The way the game’s mechanics work ensures that we enter this flow state. Levels are rife with obstacles and places to falter, and the game’s controls (and speed) demand the full attention of the player. On top of that, stringing combos is incredibly important, and all of this mixes up to make a potent “you’re in a skateboarding flow state now” concoction. The real world around us and the parts of the game’s digital world that aren’t important in the moment (everything that isn’t in the foreground of a stage) fade away as we try and keep whatever bonkers combo we have going. It feels genuine and earned. There aren’t really any gimmicks that push us into this feeling, it just happens by way of the game’s design. And funnily enough, like certain aspects of skating in real life, the game is very good at breaking that flow state.
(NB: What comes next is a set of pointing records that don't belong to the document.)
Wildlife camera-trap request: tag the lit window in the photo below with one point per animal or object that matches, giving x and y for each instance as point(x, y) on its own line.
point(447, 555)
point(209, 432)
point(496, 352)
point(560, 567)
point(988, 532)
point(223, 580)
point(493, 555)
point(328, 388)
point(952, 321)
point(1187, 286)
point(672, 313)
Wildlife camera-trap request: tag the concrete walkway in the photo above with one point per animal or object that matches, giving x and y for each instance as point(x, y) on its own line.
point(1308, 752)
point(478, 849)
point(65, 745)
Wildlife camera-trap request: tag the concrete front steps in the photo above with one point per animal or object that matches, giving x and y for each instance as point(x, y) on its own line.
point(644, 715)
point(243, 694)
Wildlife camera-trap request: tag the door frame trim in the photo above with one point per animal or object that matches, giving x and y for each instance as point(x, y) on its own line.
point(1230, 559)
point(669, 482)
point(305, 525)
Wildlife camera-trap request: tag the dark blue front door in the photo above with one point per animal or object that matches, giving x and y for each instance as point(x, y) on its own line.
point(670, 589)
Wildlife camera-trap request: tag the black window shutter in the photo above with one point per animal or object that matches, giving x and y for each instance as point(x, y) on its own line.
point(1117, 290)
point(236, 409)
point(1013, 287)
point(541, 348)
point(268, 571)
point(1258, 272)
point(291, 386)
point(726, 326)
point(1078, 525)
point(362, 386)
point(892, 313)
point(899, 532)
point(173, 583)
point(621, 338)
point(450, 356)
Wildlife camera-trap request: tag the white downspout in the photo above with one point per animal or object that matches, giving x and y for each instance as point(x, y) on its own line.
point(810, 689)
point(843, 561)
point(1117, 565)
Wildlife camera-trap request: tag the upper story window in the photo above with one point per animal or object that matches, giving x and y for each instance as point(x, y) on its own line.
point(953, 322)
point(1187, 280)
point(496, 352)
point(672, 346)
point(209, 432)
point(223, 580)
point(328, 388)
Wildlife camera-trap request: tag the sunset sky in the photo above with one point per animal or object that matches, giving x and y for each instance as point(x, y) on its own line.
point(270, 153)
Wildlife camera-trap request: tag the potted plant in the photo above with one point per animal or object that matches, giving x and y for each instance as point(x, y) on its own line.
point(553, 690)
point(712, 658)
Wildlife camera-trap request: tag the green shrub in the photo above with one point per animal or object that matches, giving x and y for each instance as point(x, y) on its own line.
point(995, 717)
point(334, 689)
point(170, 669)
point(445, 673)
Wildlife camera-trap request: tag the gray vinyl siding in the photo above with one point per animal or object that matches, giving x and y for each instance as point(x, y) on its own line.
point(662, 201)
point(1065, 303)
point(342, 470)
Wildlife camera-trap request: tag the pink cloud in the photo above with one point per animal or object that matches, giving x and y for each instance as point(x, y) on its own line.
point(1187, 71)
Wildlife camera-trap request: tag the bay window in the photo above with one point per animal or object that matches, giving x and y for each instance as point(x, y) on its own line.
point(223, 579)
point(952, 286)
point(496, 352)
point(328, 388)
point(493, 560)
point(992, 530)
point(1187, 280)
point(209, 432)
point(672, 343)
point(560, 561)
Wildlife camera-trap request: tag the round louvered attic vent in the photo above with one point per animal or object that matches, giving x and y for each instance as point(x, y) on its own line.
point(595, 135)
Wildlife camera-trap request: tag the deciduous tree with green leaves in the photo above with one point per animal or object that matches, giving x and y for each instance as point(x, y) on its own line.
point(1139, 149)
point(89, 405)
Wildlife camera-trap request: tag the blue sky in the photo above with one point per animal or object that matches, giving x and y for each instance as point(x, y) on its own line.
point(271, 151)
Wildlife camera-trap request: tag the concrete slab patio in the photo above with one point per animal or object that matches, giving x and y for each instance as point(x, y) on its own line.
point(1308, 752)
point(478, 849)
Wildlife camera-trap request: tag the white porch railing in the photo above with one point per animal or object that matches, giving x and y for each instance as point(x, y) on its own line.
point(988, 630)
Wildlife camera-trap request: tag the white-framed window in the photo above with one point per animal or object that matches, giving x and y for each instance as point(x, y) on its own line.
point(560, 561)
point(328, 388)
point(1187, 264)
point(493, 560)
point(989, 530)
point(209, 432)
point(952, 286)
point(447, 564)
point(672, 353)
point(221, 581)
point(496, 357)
OlliOlli World, like that one friend who talks throughout every skate session even when you’re battling a trick, does not shut up. Between each stage, there is lots of dialogue to click through, and I’ve started clicking through it as fast as humanly possible. I get what they’re doing and the dad joke, skate reference heavy writing might work for some, but man, the “Adventure Time but skateboarding” vibe of the game does absolutely nothing for me. I still love OlliOlli World, and it is probably my game of the year so far, but it really doesn't know how to get out of its own way sometimes. If I finish a level, then that flow state is broken when that level ends, but only marginally. There is a chance for me to hold onto it as I enter the next level, but that gets evaporated once the characters get to yapping. This sort of transition phase between flow states is akin to when you’re just on one at your local skatepark or the place you skate that has multiple obstacles that you can hit in succession. There might be lulls in between hitting each obstacle, but the one-track-mindedness of it all continues until you fall, come to a full stop, or get broken out of your concentration by some external force. The fact that OlliOlli World loves to snap you out of it is a bummer, but the fact that the game can recreate these sorts of flow states at all is commendable enough. I just wish that there was an option to more or less turn off whatever the game is trying to do narrative-wise because it doesn't work and there’s nothing there. But you should play this game, and when you feel yourself getting hell-bent on completing a level or starting to enter that sort of high-tension tunnel vision, just let it wash over you. You might be surprised at the outcome…or you’ll barely miss getting that high score you want and find yourself entering that flow-state on repeat until you’ve done it. Either way, it rules.